The players' gallery at the World Indoor Bowls Championships was fuller than usual for Robert Newman's first-round match on Thursday evening. The object of scrutiny was his opponent - for the first time in its 27-year history, the competition had a woman qualifier.
And judging by the performance Amy Monkhouse produced as she took Newman to the brink of defeat before losing 2-1 in the tie-break, it is a sight the game's male players had better get used to.
It was only a couple of months ago that Carol Ashby repeated her 2003 achievement of becoming the first woman to qualify for a World Bowls Tour ranking event and made a second appearance at the International Open at Sheffield.

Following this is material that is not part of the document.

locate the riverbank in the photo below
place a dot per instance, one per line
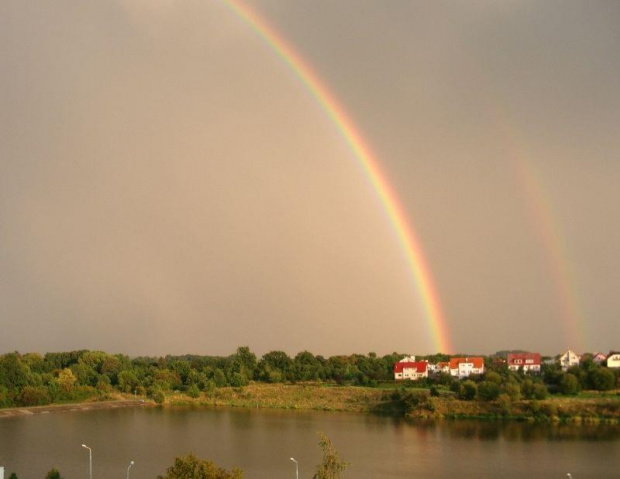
(320, 397)
(323, 397)
(84, 406)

The 38-year-old Sussex bowler made further history by winning her first-round match before being beaten by Robert Weale. Ashby, twice the women's world indoor champion, had appeared live on air before her second-round match and rebuked BBC TV's Breakfast sports presenter Chris Hollins for offering encouragement to her first-round opponent, Mark McMahon of Australia, earlier in the week. She also made the presenter agree to wear a dress on the show if she progressed further.

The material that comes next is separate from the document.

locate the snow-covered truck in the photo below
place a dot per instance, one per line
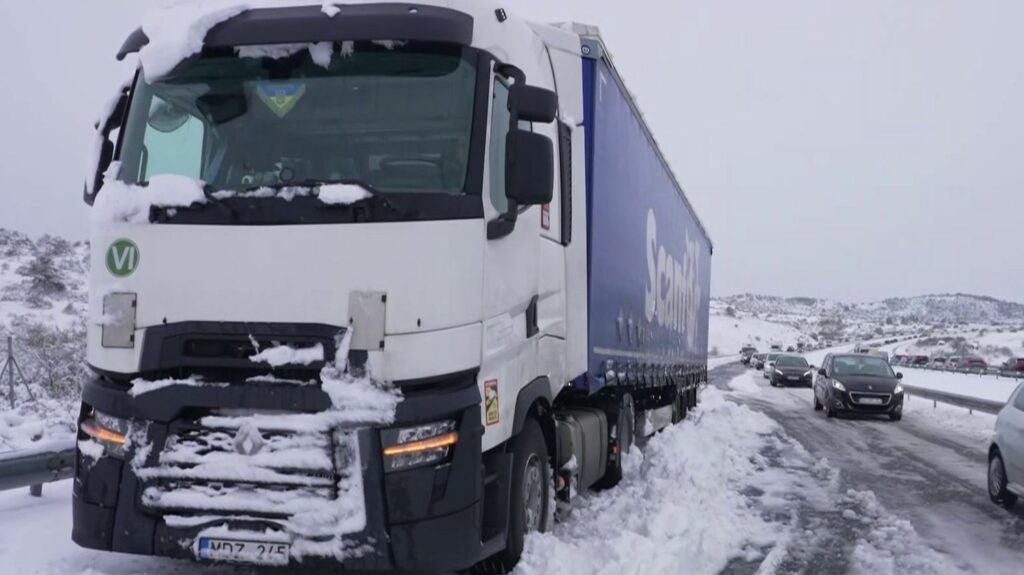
(373, 285)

Thankfully for Hollins, Weale prevailed. But further male embarrassment seems assured as the likes of Monkhouse and Ashby start to make their talents tell in an event which is one of the most even possible as far as the sexes are concerned. At 26, Monkhouse, an amiable and composed PE teacher from Grimsby, has established herself as one of the leading women in the world game.
Next month she will travel to Melbourne to begin preparations for the Commonwealth Games, where she will seek to add to the bronze medal she won in Manchester four years ago. But her fixture this week at the Potters Holidays complex in Norfolk was one for which she had been preparing ever since she was a 14-year-old. On the eve of competing with her mother, Christine, in the final of the England Triples Championships, she announced that her ambition was to play on the portable rink in the World Bowls Tour's Open World Championship.
She earned that right after eight years of trying in September by winning five consecutive matches, all against men, in one of the event's qualifying tournaments. Although she was not the first woman to take part - Israel's Ruthy Gilor appeared in last year's event as a late replacement - she was the first to earn her place.
Naturally her mother, with whom she won the national mother-and-daughter title last year, was watching her big moment. But such was the intensity of the occasion that Monkhouse did not once look up to her in the gallery above one end of the rink.
"Although I felt more nervous before the game than I did once it started, I didn't want to look at my Mum, which is quite astonishing because usually I will flick my eyes up at her from time to time," Monkhouse said. "But this was something new for me. It's been a long time that I've wanted to do this, and you've got to make the most of it. I was so near. I had a chance to kill the game off in the second end of the tie-break, but then that was it. Gone. I enjoyed the game, though. And it's not often I say that when I lose, because winning is a big thing for me."
In a hushed hall where the only sounds were the rumble of air conditioning and the occasional tapping of sticks as latecomers among the predominantly elderly spectators made their way in from the communal restaurant, Monkhouse, her chin thrusting forward determinedly, looked a likely winner on more than one occasion. A crashing shot with her final delivery of the first set turned a 5-6 deficit into a 7-6 result and was greeted with bowls's version of uproar - warm applause.
Newman, an old friend from the last Commonwealth Games training camp, responded with a rueful smile, but raised his game to take the match to a tie-break by winning the second set 11-2.
At 1-0 down in the tie-break, he responded again to rescue the next end with his last delivery and Monkhouse could not earn what would have been the decisive advantage with her final bowl. Newman then dominated the final end before being rewarded by a bright smile and a peck on the cheek from his opponent - something of a rarity, one fancies.
Meanwhile Monkhouse and her mother were contemplating the three-and-a-half hour drive back to Grimsby, where Amy, a PE teacher at Tollbar Business and Enterprise College, was due to take an A-level sports theory class yesterday morning. The topic pupils are engaged on this term is the Nature and Development of the Elite Performer. They will be benefiting from some excellent first-hand input.